Senior Addie Crowe might be a student, daughter and a soccer player, but today, she’s an actor.
Venturing into a gas station, she has one thing on her mind: buy a bottle. Carrying out a tentative operation, there’s no question about what she has to do: buy alcohol. The real question? Whether the clerk will sell it to her.
She’s under 21, so she doesn’t have an ID. That’s also what she says to the clerk as she’s asked for one. Denied purchase, she walks out the store empty-handed, but after a job well done.
Crowe works for Indiana Excise, a drug and tobacco enforcement agency affiliated with the Indiana State police. She is part of a special program run by IU Health that targets the issue of underage drinking and smoking, which requires her to go into establishments that sell alcohol undercover, along with police escorts.

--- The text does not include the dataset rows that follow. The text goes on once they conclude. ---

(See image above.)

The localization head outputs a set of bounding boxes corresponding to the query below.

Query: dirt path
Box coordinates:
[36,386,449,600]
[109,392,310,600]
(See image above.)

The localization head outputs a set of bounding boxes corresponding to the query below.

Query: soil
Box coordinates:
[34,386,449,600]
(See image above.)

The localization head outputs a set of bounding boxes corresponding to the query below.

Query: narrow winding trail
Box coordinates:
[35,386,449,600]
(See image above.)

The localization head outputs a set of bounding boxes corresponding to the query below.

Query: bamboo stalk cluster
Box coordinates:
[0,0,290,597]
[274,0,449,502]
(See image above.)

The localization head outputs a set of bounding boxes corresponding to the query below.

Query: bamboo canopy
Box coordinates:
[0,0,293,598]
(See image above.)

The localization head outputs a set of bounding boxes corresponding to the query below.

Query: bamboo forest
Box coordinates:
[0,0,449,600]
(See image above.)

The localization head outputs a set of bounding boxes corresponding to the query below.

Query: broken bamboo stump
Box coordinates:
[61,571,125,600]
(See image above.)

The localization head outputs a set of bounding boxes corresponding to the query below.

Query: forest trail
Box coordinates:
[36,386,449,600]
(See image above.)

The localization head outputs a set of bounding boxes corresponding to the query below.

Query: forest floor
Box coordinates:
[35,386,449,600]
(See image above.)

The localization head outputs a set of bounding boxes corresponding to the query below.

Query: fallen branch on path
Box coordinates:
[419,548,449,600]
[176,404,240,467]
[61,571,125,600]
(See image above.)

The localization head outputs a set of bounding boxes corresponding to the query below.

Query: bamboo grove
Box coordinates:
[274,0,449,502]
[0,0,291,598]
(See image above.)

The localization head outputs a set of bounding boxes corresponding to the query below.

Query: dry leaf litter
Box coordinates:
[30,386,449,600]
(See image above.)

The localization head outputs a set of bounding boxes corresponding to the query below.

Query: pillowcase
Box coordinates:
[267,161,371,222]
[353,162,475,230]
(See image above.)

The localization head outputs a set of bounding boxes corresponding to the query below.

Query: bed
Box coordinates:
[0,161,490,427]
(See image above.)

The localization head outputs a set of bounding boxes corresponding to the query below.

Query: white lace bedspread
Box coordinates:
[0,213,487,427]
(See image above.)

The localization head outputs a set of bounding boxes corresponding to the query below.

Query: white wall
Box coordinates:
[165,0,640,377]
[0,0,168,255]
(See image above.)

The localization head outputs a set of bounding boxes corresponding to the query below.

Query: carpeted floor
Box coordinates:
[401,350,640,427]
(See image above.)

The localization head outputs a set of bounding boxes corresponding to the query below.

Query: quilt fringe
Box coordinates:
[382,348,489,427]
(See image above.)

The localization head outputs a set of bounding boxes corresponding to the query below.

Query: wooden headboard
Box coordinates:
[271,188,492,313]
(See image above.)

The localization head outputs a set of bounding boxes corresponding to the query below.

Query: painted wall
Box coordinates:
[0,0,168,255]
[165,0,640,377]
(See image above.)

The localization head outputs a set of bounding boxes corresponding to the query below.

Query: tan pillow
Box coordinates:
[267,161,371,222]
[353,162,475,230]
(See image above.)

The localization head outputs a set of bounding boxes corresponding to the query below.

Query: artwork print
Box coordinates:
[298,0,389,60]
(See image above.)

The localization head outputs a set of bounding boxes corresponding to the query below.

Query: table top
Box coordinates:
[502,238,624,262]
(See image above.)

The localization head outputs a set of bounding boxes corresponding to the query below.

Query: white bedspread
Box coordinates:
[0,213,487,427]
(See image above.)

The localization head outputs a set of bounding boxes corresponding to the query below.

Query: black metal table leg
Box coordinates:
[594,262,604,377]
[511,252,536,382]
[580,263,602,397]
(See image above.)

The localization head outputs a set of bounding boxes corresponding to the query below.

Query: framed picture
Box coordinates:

“I work with Excise police to go to liquor stores to buy cigarettes and alcohol to see if they will sell to underage kids,” Crowe said. “There are two [police officers] always with me. One of them goes undercover to make sure if anything goes awry or if I get into a dangerous situation.”
Underage drinking, the problem Excise is trying to combat, has been a problem in Indiana for a while. In a study cited by the Family and Social Services Administration in 2018, about 9% of 12-17 year olds had consumed alcohol in the past month, and 55% of 18-25 year olds had done the same. Underage drinking can have a big short-term impact on youths and those around them.
“The thing with alcohol, especially when someone is underage and they usually are either someone with a fake ID is getting the alcohol, or someone of age is getting the alcohol for them,” Dawn Townley, a police officer from the Excise program, said. “It leads to sneaking or having parties at your house or someone else’s house that puts your parents or whoever’s house at huge risk of civil liability because you’re drinking alcohol under the age of 21 at someone’s house.”
Compounding the effects of civil liability associated with underage drinking, however, is the mental and physical toll it can have on a youth.
“Sneaking [around] leads to more binge drinking, because they’re trying to quickly hurry up and rush and drink it, as opposed to someone who is of age and can go out and have a drink, or be in a social setting and have a drink,” Townley said. “I think the pressure of it leads to a lot more binge drinking, which not only leads to more health problems, but very poor decision making. Then, you throw in transportation. Most high school kids under the age of 21 aren’t out there taking Ubers. They’re driving to and from [their] friends’ houses, so now you’ve put that youth who has drunk alcohol behind the wheel of a car, and most of the time it’s binge drinking. It’s just a snowball effect.”
To help combat this problem, undercover teens like Crowe go to establishments to see if they sell alcohol to people under the age of 21. While most trips end uneventfully, there have been instances where Crowe has been sold alcohol.
“I’ve been sold alcohol twice,” Crowe said. “I go in and pick up something from the gas station, and they don’t ask me for my ID; I just walk out with the alcohol after paying for it, and the cops go in and write them a ticket.”
Participating in the program has led to interesting moments for Crowe, who has almost been involved in altercations while working, though the presence of an undercover cop has helped assuage those concerns.
“This guy got into an argument with me because I kept asking for cigarettes and he wouldn’t sell them to me, and he just started yelling at me. I don’t really want to be attacked, but I have a cop with me so I feel a little bit better,” Crowe said.
Working her job, Crowe has been able to see the reality that teens who seek and receive alcohol from common establishments experience, and see the effect her program can have in making the streets a safer place.
“A lot of places I’ve gone to don’t really check, or just look at my face and think I’m 21, so I think a lot of kids now are buying vapes and weed and underage alcohol. It just makes it a more dangerous place for those kids out there, because they are underage, so if something happens and they’re 18, they can go to jail. There are bigger consequences than what they think,” Crowe said.